Despite an already strong run, United Airlines Holdings, Inc. (NASDAQ:UAL) shares have been powering on, with a gain of 27% in the last thirty days. Looking back a bit further, it's encouraging to see the stock is up 61% in the last year.
Even after such a large jump in price, United Airlines Holdings may still be sending very bullish signals at the moment with its price-to-earnings (or "P/E") ratio of 7.1x, since almost half of all companies in the United States have P/E ratios greater than 19x and even P/E's higher than 35x are not unusual. Although, it's not wise to just take the P/E at face value as there may be an explanation why it's so limited.
Recent times have been pleasing for United Airlines Holdings as its earnings have risen in spite of the market's earnings going into reverse. One possibility is that the P/E is low because investors think the company's earnings are going to fall away like everyone else's soon. If you like the company, you'd be hoping this isn't the case so that you could potentially pick up some stock while it's out of favour.

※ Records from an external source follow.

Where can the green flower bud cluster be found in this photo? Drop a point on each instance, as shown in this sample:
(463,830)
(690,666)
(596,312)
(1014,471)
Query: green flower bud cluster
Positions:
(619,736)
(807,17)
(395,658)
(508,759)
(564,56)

Check out our latest analysis for United Airlines Holdings
If you'd like to see what analysts are forecasting going forward, you should check out our free report on United Airlines Holdings.The only time you'd be truly comfortable seeing a P/E as depressed as United Airlines Holdings' is when the company's growth is on track to lag the market decidedly.
Retrospectively, the last year delivered a decent 9.8% gain to the company's bottom line. Still, EPS has barely risen at all in aggregate from three years ago, which is not ideal. Therefore, it's fair to say that earnings growth has been inconsistent recently for the company.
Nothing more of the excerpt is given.